If the physician so completely ignored natural causes as the lawyers and judges, the treatment of disease would be relegated to witchcraft and magic, and the dungeon and rack would once more hold high carnival in driving devils out of the sick and afflicted. Many of the incurable victims of crime are like those who once were incurable victims of disease; they are the product of vicious and incompetent soothsayers who control their destinies.
Every human being, whether parent, teacher, physician, or prosecutor, should make the comfort and happiness of their dependents their first concern. Now and then some learned courts take a big view of life, but scarcely do they make an impression until some public brainstorm drives them back in their treatment of crime to the methods of sorcery and conjury.
No scientific attitude toward crime can be adopted until lawyers, like physicians and scientists, recognize that cause and effect determine the conduct of men.

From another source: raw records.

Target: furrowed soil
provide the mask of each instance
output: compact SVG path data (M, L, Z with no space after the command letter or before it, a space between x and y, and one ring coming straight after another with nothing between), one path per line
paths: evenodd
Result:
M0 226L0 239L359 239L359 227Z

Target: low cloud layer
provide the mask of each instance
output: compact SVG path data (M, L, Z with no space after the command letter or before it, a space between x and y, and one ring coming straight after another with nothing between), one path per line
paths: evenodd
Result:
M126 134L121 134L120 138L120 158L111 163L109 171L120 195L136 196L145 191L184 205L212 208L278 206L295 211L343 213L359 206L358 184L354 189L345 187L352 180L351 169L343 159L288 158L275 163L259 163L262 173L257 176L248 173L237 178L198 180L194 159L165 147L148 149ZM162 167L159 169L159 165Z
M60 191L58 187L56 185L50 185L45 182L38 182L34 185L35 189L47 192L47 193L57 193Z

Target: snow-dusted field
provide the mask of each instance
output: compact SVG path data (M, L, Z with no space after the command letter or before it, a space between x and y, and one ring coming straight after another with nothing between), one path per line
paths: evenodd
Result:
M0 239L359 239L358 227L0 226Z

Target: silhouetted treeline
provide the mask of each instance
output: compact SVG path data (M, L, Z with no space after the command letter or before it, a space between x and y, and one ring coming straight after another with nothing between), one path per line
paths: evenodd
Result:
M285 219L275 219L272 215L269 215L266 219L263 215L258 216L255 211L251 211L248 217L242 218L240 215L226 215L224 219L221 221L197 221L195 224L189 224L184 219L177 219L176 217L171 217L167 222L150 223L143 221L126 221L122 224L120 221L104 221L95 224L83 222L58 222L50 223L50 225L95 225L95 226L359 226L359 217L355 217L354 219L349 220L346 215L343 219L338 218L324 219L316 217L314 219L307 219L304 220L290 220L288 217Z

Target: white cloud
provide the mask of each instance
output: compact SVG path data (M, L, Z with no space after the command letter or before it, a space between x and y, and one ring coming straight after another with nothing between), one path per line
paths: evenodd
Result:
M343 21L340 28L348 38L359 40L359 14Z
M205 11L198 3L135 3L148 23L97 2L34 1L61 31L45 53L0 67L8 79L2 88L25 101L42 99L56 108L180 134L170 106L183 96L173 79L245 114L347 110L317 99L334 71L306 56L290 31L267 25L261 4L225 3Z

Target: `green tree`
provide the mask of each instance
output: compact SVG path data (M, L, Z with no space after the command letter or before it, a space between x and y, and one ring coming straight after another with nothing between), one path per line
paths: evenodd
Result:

When lawyers and courts, and laymen, accept the scientific theory which the physicians forced upon the world long years ago, then men will examine each so-called delinquency until they discover its cause, and then learn how to remove the cause. This requires sympathy, humanity, love of one's fellow-man, and a strong faith in the power of knowledge and experience to conquer the maladies of men. The forum of the lawyers may then grow smaller, the courthouse may lose its spell, but the world will profit a thousandfold by a kindlier and more understanding relation toward all humankind. ( Esquire Magazine, May, 1936.)

Darrow presenting evidence during the Scopes Monkey Trial.